From Clinton finance committee member and former VP candidate Geraldine Ferarro:
If Obama was a white man, he would not be in this position. And if he was a woman (of any color) he would not be in this position. He happens to be very lucky to be who he is. And the country is caught up in the concept.
And if Obama were gay, he wouldn't be in this position. And if he were a transman, he wouldn't be in this position. And if he were seropositive, he wouldn't be in this position. And if he were actually Muslim, he wouldn't be in this position. And if he were in a pederastic relationship with a law school student, he wouldn't be in this position. And if he were working class, he wouldn't be in this position. And if he were....
While her comments are ridiculous, I hope, to most Americans (well, maybe not Tucker Carlson and Pat Buchanan), there is a segment of the American population that actually thinks that Black people have it easier than white people. This is what the Republicans' Southern Strategy and Reagan's attacks on affirmative action and welfare queens were tapping into. This is the stuff political movements have been made of, and Ferarro isn't too dumb not to know what she's talking about.
As Dana Houle puts it:
The fact is, there are a lot of White people in American who believe they're at a disadvantage, that Blacks get things handed to them. The idea may be foreign to some people, but I've heard it my entire life. I've heard it at family gatherings, in my neighborhood when I was a kid, from family friends and all kinds of other folks. It's not a fringe belief. It's at the heart of the belief system of the so-called Reagan Democrats--swing voters and even some Democrats who were cradle Democrats but defected to Reagan and have been up for grabs in most elections since 1992.
Some of these Reagan Democrats will hear Ferraro's comment, and they'll think about the job they didn't get because, they believe, it went to an affirmative action hire. They'll think about the guy promoted over them because, they believe, he's black. And they'll think "here we go again."
Indeed. If Ferarro were just plugging right back into the "suffering Olympics" narrative that the mainstream punditry is obsessed with, trying to prove who has it worse of two oppressed demographics, no attention paid to intersectionality, class, or contextuality, then we'd be confronting privilege, in much the same way that a queer liberation politic devoid of intersectionality, class analysis, or a contextualization of oppression tends to come from a privileged sector of the LGBTQ community.
That'd be one thing, and she is doing that one thing. And to that Patricia Williams says in The Nation:
There is no profit in styling a competition of oppression. One ubiquitous subtext of the black man-trumps-white-woman calculus is that it's easier to be a black man than it is to be a white woman or, even more reductively, that sexism is worse than racism. It works alongside right-wing claims that racism isn't a problem anymore. That in turn fuels the not-so-coded diminishments asserting that Obama is getting "preferential" treatment in the media; that he's simultaneously "entitled" and "elite" yet "unqualified" and "not ready."
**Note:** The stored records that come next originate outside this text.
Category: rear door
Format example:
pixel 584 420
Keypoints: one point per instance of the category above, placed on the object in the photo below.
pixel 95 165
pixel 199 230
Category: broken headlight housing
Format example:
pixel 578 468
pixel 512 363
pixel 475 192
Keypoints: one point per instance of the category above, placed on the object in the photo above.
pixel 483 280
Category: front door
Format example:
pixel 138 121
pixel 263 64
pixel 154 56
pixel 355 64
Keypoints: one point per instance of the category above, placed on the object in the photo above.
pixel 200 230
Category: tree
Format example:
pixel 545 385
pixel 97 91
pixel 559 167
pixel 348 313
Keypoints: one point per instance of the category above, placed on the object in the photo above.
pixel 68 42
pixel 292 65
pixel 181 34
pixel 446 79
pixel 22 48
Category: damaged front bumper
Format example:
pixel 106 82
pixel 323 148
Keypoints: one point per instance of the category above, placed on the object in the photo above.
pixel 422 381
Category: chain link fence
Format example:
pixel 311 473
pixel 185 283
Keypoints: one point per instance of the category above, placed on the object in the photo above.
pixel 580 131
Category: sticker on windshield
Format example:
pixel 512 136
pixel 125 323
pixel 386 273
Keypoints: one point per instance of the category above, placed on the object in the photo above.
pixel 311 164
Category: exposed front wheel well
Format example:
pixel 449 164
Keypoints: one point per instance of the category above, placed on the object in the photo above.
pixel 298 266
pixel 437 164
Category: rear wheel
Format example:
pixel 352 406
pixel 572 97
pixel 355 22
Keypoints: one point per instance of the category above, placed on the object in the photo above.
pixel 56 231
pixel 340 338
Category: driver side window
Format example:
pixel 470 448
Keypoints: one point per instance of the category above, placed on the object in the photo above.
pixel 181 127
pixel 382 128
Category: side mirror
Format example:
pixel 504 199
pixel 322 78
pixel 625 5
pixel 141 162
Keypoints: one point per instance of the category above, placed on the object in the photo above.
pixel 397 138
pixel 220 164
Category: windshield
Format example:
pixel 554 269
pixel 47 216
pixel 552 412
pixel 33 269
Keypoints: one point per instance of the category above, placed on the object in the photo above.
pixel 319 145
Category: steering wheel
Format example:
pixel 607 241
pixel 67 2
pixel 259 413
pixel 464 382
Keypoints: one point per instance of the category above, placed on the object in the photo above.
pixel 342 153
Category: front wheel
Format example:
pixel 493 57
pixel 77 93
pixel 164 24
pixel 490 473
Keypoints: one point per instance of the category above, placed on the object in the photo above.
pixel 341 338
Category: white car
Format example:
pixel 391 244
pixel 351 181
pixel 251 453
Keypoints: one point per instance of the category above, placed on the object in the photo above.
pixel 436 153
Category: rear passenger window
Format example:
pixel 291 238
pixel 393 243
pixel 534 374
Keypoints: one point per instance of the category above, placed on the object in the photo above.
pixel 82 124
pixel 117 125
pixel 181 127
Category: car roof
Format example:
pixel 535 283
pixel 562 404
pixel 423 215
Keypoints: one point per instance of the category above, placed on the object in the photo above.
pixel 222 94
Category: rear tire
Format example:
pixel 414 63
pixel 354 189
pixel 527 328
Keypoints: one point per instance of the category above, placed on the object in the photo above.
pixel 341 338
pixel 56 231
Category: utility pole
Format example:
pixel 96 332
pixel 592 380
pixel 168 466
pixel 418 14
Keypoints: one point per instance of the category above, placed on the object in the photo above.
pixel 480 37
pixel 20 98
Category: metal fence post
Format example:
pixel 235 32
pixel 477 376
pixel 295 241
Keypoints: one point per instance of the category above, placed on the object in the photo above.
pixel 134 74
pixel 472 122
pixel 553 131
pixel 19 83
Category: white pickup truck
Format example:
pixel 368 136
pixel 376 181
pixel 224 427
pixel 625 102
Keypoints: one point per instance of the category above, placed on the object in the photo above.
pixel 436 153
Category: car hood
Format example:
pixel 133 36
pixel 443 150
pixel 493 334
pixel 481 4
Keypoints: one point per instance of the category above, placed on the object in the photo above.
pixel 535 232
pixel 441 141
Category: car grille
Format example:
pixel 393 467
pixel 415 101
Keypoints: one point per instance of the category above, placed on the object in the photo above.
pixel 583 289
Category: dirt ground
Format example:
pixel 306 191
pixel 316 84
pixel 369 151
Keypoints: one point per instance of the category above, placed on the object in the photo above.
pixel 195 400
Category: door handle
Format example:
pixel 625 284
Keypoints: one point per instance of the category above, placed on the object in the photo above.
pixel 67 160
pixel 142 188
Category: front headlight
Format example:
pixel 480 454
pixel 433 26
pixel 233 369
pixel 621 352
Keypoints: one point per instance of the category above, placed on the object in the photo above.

But Ferarro takes it one step further with the comparison to a hypothetical white, male Obama. It's not something that I haven't heard from some Clinton supporters, that white people are voting for Obama because they're enthralled with the idea of a Black president, implying that racism is over and that Obama the Unqualified-for-the-Job is getting a free ride because of his race. It's a tired reverse racism argument.
And how's that any different from a white coworker I once knew who complained about how Blacks are taking all the good jobs from better qualified white people because of Affirmative Action?
With multiple narratives of stereotypes and oppression, with their being malleable and intersectable, and with the systemic racism that still plagues this country, saying quite flatly that a white, male version of Obama would have already lost is laughable. (And would a white version of Obama, therefore, have all his same experiences and characteristics because we all know that racism is over?)
Yes, Ms. Ferarro, white privilege still exists. And I can say that and recognize that the Daily Breeze article's title, "Geraldine Ferarro lets her emotions do the talking," is quite unfortunately sexist.
This isn't an attack on Hillary Clinton, she didn't articulate these sentiments, so please save the "Clinton's the coolest and she didn't make those remarks and you're a douche, Alex" comments. But I am waiting for a reaction since Ferarro is officially associated with the campaign. After all, Samantha Powers resigned for calling Clinton a "monster" in the British press.